Quoting from the commentary in Light on the Yoga Sutras of Patanjali,

Aparigraha means not only non-possession and non-acceptance of gifts, but also freedom from rigidity of thought. Holding on to one’s thoughts is also a form of possessiveness, and thoughts, as well as material possessions should be shunned. Otherwise they leave strong impressions on the consciousness and become seeds to manifest in future lives.”

Aparigraha is the subtlest aspect of yama, and difficult to master. Yet, repeated attempts must be made to gain pure knowledge of ‘what I am’ and ‘what I am meant for’.”

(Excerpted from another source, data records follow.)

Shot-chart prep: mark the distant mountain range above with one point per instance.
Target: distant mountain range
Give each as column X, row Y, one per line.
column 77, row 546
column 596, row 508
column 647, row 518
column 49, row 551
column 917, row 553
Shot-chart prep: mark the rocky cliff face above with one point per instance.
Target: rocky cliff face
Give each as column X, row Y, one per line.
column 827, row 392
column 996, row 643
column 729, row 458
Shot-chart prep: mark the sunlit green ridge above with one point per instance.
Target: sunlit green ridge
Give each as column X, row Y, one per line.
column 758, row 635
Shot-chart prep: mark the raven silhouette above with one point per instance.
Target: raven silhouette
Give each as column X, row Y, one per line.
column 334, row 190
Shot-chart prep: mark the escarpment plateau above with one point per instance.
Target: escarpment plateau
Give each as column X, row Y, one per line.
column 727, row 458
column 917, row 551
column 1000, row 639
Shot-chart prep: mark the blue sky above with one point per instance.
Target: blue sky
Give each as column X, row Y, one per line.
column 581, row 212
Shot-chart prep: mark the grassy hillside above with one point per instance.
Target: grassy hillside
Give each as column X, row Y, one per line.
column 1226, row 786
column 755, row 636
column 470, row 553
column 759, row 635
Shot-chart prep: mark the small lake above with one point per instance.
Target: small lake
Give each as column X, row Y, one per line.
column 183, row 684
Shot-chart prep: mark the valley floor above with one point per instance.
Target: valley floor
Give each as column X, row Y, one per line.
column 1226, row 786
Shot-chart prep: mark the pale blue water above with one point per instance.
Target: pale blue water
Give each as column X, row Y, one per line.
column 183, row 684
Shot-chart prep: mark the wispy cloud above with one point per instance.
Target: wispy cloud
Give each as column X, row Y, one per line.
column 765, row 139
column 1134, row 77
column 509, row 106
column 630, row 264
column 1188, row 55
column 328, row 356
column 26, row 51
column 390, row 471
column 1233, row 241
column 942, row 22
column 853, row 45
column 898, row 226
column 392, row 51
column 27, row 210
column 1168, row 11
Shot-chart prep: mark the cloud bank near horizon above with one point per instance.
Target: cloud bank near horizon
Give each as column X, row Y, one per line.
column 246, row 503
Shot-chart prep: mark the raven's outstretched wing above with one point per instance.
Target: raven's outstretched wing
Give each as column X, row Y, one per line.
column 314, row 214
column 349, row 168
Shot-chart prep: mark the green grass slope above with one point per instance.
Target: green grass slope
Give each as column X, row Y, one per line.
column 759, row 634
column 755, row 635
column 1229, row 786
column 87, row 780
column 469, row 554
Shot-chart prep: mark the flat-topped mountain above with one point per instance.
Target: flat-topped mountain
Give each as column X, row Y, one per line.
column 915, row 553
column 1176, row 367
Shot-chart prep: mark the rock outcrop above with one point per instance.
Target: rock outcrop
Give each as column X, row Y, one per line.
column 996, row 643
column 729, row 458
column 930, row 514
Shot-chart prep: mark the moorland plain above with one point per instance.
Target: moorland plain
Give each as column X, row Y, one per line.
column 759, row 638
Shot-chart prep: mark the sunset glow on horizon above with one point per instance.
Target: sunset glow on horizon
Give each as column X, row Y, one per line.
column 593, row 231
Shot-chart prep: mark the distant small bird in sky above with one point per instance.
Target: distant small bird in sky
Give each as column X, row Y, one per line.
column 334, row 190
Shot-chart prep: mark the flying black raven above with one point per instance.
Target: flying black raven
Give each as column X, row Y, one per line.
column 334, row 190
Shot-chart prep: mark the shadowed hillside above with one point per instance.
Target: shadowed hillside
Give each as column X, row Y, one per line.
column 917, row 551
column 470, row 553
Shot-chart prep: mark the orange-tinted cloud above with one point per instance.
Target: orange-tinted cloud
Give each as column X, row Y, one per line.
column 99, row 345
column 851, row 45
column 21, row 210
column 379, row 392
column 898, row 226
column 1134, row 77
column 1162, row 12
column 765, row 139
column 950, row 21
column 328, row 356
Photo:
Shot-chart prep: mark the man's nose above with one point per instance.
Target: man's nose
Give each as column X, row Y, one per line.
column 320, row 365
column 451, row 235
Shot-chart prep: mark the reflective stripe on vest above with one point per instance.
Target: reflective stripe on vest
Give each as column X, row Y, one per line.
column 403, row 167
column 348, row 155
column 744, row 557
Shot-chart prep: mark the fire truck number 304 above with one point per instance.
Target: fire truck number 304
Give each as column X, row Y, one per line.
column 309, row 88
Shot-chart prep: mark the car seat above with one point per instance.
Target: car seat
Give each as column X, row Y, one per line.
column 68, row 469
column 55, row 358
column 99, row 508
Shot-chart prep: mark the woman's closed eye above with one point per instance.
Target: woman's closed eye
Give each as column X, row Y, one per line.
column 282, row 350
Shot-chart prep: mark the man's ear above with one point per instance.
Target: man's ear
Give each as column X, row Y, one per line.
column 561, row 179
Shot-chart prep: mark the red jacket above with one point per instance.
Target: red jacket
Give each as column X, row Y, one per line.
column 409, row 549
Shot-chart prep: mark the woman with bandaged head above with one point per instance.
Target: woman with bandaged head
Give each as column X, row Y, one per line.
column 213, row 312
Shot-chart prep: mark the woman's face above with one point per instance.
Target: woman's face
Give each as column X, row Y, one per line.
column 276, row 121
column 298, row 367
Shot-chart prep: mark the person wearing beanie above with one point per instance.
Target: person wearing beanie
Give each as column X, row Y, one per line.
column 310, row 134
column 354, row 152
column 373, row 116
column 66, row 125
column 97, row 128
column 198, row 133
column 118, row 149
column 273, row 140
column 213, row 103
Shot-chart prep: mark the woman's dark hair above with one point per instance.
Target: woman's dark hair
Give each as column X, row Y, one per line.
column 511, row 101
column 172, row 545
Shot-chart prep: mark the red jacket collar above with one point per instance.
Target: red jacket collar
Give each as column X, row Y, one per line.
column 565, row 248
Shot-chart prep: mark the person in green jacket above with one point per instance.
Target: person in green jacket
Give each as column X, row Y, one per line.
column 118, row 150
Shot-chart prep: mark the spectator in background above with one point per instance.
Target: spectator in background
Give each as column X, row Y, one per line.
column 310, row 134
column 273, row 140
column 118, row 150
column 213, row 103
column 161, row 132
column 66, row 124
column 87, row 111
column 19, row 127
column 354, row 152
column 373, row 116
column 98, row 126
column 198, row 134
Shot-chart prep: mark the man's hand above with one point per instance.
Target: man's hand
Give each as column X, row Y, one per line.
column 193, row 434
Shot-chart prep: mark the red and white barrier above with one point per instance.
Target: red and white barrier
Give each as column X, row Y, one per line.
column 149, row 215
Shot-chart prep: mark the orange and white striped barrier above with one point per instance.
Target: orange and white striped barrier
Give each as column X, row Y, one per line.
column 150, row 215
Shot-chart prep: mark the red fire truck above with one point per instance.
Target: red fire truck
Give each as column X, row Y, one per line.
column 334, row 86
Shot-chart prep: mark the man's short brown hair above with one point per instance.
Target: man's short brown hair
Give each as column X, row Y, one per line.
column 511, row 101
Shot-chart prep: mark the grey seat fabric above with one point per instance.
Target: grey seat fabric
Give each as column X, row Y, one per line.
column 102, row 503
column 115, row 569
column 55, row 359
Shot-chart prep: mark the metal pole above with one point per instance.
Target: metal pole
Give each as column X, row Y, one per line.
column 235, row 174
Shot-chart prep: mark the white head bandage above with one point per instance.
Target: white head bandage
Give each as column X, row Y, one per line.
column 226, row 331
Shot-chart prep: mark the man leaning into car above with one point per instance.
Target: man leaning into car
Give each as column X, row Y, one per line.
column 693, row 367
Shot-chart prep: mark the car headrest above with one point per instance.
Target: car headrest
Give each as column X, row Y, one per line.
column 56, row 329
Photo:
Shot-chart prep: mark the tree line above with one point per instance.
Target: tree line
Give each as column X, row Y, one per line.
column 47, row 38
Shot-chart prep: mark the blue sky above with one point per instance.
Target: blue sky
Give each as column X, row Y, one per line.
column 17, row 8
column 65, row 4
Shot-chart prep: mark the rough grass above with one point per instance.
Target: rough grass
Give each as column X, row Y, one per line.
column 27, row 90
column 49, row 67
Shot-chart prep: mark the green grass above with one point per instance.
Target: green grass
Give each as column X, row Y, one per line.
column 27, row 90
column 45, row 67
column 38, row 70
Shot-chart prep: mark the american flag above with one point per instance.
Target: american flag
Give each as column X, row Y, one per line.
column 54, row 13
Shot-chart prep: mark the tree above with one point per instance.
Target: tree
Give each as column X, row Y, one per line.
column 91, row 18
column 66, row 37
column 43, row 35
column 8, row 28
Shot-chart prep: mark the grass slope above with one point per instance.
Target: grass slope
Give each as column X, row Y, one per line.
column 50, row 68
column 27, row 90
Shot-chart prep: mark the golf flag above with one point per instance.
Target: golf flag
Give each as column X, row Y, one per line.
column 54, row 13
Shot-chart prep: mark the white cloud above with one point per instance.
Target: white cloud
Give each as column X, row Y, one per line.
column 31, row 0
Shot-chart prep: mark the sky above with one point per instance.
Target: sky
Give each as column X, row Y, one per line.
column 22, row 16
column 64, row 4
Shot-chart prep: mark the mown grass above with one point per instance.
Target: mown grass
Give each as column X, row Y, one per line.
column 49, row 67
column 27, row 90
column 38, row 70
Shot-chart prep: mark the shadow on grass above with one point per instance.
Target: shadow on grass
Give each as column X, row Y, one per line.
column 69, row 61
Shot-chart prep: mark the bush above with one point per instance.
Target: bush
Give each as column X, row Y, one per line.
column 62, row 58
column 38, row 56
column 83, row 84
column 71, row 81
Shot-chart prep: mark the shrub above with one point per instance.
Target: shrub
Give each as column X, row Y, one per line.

Constant inquiry is an integral part of learning yoga at RIMYI, it’s always dynamic and evolving. Never static and despite the curriculum remaining the same, the approach and teaching incorporate new elements. In a more personal context, I am reminded of what my teacher said about ‘seeds of weeds’. By working beyond just the apparent relief of body and heart, there was a reset in established patterns of thought and behaviour, a rewiring. That the mind can be addressed through the body is now internalized knowledge and not just theoretical.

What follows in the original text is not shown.